By: PanAm Post Staff - Mar 26, 2015, 8:55 am

EspañolOne month after polls took place, El Salvador’s rival parties are still disputing the results of the Central American country’s national elections.

On Wednesday, March 25, the Supreme Electoral Court (TSE) began opening more than 200 ballot boxes in the San Salvador department to determine which party obtained the final seat.

The Democratic Change (CD) party challenged an initial vote count after the results in the race for congress in the department were published on Sunday, March 22, almost one month after the election date.

“The review in San Salvador could impact” the results, TSE Judge Fernando Argüello Téllez told press.

According to the official results, the CD came 74 votes short of obtaining a single seat in the Legislative Assembly, while the number of annulled votes was roughly 350.

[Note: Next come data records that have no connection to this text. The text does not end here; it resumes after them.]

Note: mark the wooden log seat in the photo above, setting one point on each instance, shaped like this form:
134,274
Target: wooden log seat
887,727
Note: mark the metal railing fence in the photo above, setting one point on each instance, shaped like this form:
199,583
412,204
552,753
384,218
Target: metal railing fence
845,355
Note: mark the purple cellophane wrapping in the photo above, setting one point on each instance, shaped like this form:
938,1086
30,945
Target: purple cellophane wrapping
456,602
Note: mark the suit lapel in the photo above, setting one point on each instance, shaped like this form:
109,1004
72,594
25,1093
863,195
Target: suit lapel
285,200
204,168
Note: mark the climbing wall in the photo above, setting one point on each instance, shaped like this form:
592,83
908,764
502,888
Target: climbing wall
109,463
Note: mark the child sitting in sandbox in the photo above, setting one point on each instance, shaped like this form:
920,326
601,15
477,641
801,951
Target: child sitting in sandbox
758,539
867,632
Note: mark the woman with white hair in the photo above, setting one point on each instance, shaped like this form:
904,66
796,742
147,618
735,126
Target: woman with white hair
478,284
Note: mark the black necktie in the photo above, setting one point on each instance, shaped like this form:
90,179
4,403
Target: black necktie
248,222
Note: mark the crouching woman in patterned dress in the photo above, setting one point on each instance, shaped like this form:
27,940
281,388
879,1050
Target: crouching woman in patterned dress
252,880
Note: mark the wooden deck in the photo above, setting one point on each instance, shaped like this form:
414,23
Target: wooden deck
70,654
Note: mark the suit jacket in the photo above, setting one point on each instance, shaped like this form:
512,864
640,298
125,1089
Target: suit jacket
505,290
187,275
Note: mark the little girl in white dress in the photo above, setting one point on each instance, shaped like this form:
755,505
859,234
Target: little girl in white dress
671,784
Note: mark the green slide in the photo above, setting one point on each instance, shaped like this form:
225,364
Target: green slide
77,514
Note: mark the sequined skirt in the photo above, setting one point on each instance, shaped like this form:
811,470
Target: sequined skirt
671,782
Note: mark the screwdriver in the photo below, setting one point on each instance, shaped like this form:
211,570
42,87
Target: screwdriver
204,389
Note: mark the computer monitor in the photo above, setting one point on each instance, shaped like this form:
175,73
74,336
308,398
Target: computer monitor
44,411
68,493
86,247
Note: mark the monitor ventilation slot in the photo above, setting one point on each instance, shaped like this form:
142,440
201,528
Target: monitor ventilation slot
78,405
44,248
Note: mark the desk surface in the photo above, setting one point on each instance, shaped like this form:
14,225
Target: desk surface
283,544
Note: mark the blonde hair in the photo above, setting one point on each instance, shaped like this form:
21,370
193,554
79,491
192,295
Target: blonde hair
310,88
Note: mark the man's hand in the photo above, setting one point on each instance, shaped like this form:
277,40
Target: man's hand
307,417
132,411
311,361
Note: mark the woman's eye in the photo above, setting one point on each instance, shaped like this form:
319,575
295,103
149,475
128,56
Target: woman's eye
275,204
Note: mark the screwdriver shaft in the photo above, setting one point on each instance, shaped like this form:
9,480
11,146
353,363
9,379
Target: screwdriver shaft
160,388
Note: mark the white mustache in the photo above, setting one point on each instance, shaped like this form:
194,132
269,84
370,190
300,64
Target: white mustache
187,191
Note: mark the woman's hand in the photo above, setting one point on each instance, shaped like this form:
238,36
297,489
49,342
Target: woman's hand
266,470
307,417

Mauricio Vargas of the National Republican Alliance (ARENA) party has already proclaimed himself winner, but the CD’s Douglas Avilés refused to concede victory without a recount.

A victory for Vargas would bring the total of ARENA assembly seats to 35. According to the interim official results, the ruling party Farabundo Martí National Liberation Front (FMLN) has 31 seats, and the Grand Alliance for National Unity (GANA) party has secured 11.

While the final tally is yet to be confirmed, leaders of the three leading parties have been discussing who will chair the National Assembly.

According to FMLN deputy Nidia Díaz, GANA and FMLN leaders are discussing a rotating system of three one-year term chairs, split between the three parties, or two 18-month term chairs between themselves. ARENA meanwhile claims the right to chair the body having won a plurality of seats.

Nevertheless, no single party obtained the necessary votes to secure a majority in the 84-seat body.

Salvadorans voted on March 1 to elect the 84 members of the Legislative Assembly, 20 deputies to the Central American Parliament, and 262 mayors and city council members.